はっきりしてくださいよ! 須和真保さん! 貴方は僕とスマートフォンのどっちが好きなんですか!? スマートフォンで紡がれるドタバタ・友情・青春ラブコメ!
夜野舞斗
夜野舞斗

君の夢は何でしょう?(裏)

公開日時: 2020年9月4日(金) 08:57
文字数:3,150

 私が体験した保健室の出来事は、本当に恐ろしい物であった。

 

 まさか、彼に「ね、ちゅーしよう……」なんて言われたかと思ってしまった。古典的な聞き間違いと言われるかもしれないが。心も体も憔悴しょうすいした時点で「熱中症か?」と告げられたら……。

 恥ずかしくて、顔が爆発するところだった。


 はぁあ……それにしても、今日一日ガラくんには非常に迷惑を掛けてしまった。申し訳ない。

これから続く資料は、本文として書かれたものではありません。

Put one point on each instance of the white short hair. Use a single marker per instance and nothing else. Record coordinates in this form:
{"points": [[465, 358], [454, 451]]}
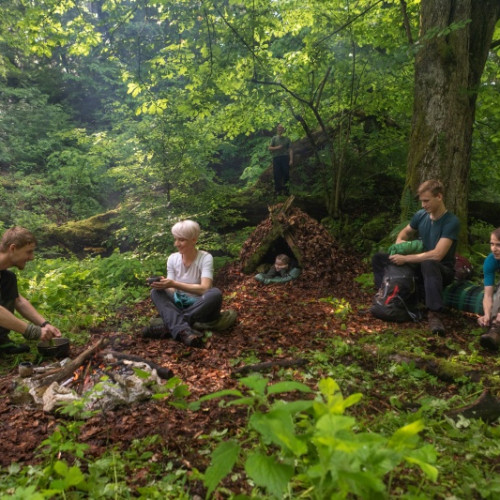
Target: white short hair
{"points": [[188, 229]]}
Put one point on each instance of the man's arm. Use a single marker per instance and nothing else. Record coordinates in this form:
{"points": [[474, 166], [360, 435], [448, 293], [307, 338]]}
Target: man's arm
{"points": [[196, 289], [406, 234], [26, 310], [11, 322], [438, 254]]}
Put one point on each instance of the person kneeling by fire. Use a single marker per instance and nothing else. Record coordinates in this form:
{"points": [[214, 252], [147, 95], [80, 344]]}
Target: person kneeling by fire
{"points": [[186, 300], [17, 247]]}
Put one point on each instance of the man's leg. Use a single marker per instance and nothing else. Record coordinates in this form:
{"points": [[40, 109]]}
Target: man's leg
{"points": [[173, 317], [206, 308], [277, 175], [286, 175], [435, 276]]}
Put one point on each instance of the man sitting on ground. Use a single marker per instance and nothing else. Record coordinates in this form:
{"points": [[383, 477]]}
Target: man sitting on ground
{"points": [[17, 247], [438, 229], [186, 300]]}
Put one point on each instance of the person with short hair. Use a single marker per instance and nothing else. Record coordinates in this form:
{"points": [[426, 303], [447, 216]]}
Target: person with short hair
{"points": [[17, 247], [282, 271], [438, 230], [282, 154], [185, 298], [491, 299]]}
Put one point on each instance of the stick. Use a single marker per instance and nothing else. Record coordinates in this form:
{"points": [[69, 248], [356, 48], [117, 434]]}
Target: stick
{"points": [[260, 367], [69, 368], [164, 373]]}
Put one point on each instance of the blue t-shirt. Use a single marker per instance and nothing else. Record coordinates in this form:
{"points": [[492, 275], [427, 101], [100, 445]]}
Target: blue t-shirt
{"points": [[490, 267], [431, 231]]}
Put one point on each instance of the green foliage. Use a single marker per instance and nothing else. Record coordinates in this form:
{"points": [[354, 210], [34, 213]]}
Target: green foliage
{"points": [[312, 447], [77, 294]]}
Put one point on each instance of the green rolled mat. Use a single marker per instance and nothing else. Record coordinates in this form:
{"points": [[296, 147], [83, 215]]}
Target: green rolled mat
{"points": [[464, 296]]}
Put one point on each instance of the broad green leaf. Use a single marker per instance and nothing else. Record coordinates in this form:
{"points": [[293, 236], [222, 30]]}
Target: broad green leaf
{"points": [[268, 473], [222, 461]]}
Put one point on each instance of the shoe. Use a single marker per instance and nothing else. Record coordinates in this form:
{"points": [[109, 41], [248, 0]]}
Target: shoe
{"points": [[190, 338], [10, 348], [156, 330], [435, 324], [225, 321], [491, 339]]}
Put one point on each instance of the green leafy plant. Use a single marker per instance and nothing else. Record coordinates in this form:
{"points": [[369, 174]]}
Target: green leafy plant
{"points": [[311, 447]]}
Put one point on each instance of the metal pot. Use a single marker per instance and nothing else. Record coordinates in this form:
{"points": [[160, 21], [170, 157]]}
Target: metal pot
{"points": [[56, 348]]}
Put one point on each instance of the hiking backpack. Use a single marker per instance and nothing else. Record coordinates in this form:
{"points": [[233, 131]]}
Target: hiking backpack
{"points": [[396, 298]]}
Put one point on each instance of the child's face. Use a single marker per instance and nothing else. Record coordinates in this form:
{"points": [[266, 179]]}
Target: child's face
{"points": [[279, 265]]}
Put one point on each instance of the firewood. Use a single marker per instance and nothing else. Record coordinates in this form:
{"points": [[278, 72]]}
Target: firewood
{"points": [[68, 369], [486, 407], [260, 367], [164, 373]]}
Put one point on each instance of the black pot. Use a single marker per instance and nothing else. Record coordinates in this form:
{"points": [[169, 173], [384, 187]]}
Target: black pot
{"points": [[57, 348]]}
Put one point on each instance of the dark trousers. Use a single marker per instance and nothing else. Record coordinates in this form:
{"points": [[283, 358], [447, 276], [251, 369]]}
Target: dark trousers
{"points": [[206, 308], [432, 277], [281, 173]]}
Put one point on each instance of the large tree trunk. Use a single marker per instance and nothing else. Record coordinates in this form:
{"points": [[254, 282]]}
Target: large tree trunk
{"points": [[455, 38]]}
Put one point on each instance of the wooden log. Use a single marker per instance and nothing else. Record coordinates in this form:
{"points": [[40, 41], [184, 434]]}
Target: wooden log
{"points": [[164, 373], [260, 367], [486, 407], [68, 369]]}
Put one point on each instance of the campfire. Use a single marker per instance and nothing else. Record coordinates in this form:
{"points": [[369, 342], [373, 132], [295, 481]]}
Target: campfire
{"points": [[101, 378]]}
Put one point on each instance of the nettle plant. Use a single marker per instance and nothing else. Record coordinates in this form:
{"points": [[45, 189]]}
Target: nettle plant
{"points": [[311, 448]]}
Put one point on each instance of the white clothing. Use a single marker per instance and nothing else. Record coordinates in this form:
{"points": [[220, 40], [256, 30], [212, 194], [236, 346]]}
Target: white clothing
{"points": [[201, 267]]}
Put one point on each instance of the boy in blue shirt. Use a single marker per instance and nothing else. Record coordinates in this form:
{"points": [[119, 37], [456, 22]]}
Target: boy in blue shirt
{"points": [[491, 300]]}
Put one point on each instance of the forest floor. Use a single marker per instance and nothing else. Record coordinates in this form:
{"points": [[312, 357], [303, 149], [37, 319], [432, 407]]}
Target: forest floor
{"points": [[274, 322]]}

 ガラくんも呆れていたんだよなぁ。だからこそ、「夢は何?」と聞いた時に本当のことを教えてくれなかったに決まってる。「一日中ふざけた奴に聞かせる俺の完璧な夢はねぇ」ってことなんだろうなぁ。


 それにしても、夢か……。将来の夢が全く思い付かず、毎度毎度の癖でスマホを触る。適当に考えていたら、結局変な診断に行きついた。えへへ……でも、それでガラくんが構ってくれたからそれで良かったか。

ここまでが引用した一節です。